Dans un courrier électronique envoyé à quelques dirigeants de Merrill Lynch, et obtenu par le Wall Street Journal, Thain affirme avoir été "totalement transparent" sur l'ampleur des pertes subies par la banque d'affaires avec l'amplification de la crise financière au cours du quatrième trimestre 2008.
Les pertes subies par la banque "étaient liées à des positions passées et à l'évolution des conditions de marché. Nous avons été totalement transparents avec Bank of America. Ils ont appris ces pertes en même temps que nous. Le directeur financier en charge de mes activités était l'ancien directeur comptable de Bank of America. Ils avaient un accès quotidien à nos comptes, nos positions et aux valorisations", affirme le dirigeant.
John Thain dément en outre avoir décidé d'avancer la date de versement des bonus de la banque, décision qui aurait aggravé l'ampleur des pertes subies fin 2008. Ces pertes, apparemment plus importantes que prévu, auraient obligé Bank of America à demander une rallonge d'aides auprès du gouvernement américain. Cette version des faits est contestée par les dirigeants de Bank of America, selon le quotidien. La justice de New York n'en a que faire puisque dans le cadre de l'enquête sur le versement de ces bonus, elle cite à comparaître l'ex-patron de Merrill Lynch. La justice souhaite entendre également J. Steele Alphin, le chef des services administratifs du groupe Bank of America, dont la fusion avec Merrill Lynch est effective depuis le 1er janvier.
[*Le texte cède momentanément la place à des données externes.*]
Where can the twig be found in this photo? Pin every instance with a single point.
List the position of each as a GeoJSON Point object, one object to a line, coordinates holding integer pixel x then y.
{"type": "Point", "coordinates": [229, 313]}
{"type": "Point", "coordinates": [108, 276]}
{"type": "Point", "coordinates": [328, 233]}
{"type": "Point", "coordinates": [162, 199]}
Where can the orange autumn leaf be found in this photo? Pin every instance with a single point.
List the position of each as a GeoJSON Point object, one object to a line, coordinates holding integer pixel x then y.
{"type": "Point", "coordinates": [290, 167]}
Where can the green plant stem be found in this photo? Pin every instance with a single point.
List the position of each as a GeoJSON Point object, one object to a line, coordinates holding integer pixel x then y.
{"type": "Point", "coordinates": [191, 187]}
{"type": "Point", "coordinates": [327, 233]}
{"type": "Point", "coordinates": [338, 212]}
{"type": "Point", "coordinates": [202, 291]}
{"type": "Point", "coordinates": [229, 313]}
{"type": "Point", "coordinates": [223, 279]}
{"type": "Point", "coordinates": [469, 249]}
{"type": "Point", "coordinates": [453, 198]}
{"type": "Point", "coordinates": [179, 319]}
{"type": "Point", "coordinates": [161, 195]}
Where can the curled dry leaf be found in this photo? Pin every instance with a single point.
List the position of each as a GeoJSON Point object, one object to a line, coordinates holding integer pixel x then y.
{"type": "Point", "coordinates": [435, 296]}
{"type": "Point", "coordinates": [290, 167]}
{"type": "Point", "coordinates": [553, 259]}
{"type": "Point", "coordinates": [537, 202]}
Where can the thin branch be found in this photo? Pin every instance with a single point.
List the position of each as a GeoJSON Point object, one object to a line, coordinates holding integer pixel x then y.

Ce memo révèle également la dégradation de ses relations avec Kenneth Lewis, le PDG de Bank of America, entre la mi-septembre, date du rachat de Merrill Lynch, et la mi-janvier.
Thain indique en outre que les dépenses de rénovation de son bureau, de deux salles de conférence et d'un salon de réception - d'un montant de 1,2 million de dollars - ont été engagées il y a un an "dans un environnement bien différent". "Cependant, il s'agissait d'une erreur au regard du monde dans lequel nous vivons aujourd'hui", reconnaît John Thain. Il s'est engagé à rembourser le coût de ces rénovations.